7. Waivers. The Maker and all endorsers and guarantors of, and sureties for, this Note waive presentment for payment, demand, notice of dishonor, protest, and notice of protest with regard to the Note, all errors, defects and imperfections in any proceedings instituted by the Payee under the terms of this Note, and all benefits that might accrue to the Maker by virtue of any present or future laws exempting any property, real or personal, or any part of the proceeds arising from any sale of any such property, from attachment, levy or sale under execution, or providing for any stay of execution, exemption from civil process, or extension of time for payment; and the Maker agrees that any real estate that may be levied upon pursuant to a judgment obtained by virtue hereof, on any writ of execution issued hereon, may be sold upon any such writ in whole or in part in any order desired by the Payee.

 

8. Unconditional Liability. The Maker hereby waives all notices in connection with the delivery, acceptance, performance, default, or enforcement of the payment of this Note, and agrees that its liability shall be unconditional, without regard to the liability of any other party, and shall not be affected in any manner by any indulgence, extension of time, renewal, waiver or modification granted or consented to by the Payee, and consents to any and all extensions of time, renewals, waivers, or modifications that may be granted by the Payee with respect to the payment or other provisions of this Note, and agrees that additional makers, endorsers, guarantors, or sureties may become parties hereto without notice to the Maker or affecting the Maker’s liability hereunder.

 

9. Notices. All notices, statements or other documents that are required or contemplated by this Note shall be in writing and delivered (i) personally or sent by first class registered or certified mail, overnight courier service to the address designated in writing, (ii) by facsimile to the number most recently provided to such party or such other address or fax number as may be designated in writing by such party, or (iii) by electronic mail, to the electronic mail address most recently provided to such party or such other electronic mail address as may be designated in writing by such party.

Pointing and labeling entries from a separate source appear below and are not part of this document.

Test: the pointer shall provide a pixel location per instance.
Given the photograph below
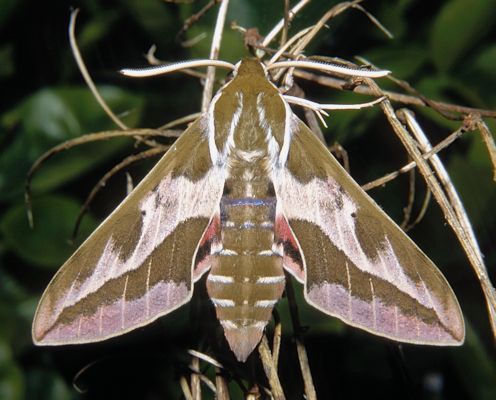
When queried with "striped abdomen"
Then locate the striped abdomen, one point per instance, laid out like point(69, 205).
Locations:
point(246, 277)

Any notice or other communication so transmitted shall be deemed to have been given on the day of delivery, if delivered personally or by facsimile or electronic transmission; one (1) business day after delivery to an overnight courier service; or five (5) days after mailing if sent by first class registered or certified mail.

 

10. Construction. THIS NOTE SHALL BE GOVERNED BY AND CONSTRUED IN ACCORDANCE WITH THE LAWS OF NEW YORK APPLICABLE TO CONTRACTS MADE AND TO BE PERFORMED WITHIN THE STATE OF NEW YORK.

 

3

 

 

11. Severability. Any provision contained in this Note that is prohibited or unenforceable in any jurisdiction shall, as to such jurisdiction, be ineffective to the extent of such prohibition or unenforceability without invalidating the remaining provisions hereof, and any such prohibition or unenforceability in any jurisdiction shall not invalidate or render unenforceable such provision in any other jurisdiction.

 

12. Trust Waiver. Notwithstanding anything herein to the contrary, the Payee hereby waives any and all right, title, interest or claim of any kind (“Claim”) in or to any distribution of or from the trust account established in which the proceeds of the IPO conducted by the Maker (including the deferred underwriters discounts and commissions) and certain proceeds of the sale of the Private Placement Warrants were deposited, as described in greater detail in the registration statement and prospectus filed with the U.S. Securities and Exchange Commission in connection with the IPO on January 20, 2021, as amended, and hereby agrees not to seek recourse, reimbursement, payment or satisfaction for any Claim against the trust account for any reason whatsoever.

 

13. Amendment; Waiver. Any amendment hereto or waiver of any provision hereof may be made with, and only with, the written consent of the Maker and the Payee.

 

14. Successors and Assigns. Subject to the restrictions on transfer in Sections 15 and 16 below, the rights and obligations of the Maker and the Payee hereunder shall be binding upon and benefit the successors, assigns, heirs, administrators and transferees of any party hereto (by operation of law or otherwise) with the prior written consent of the other party hereto and any attempted assignment without the required consent shall be void.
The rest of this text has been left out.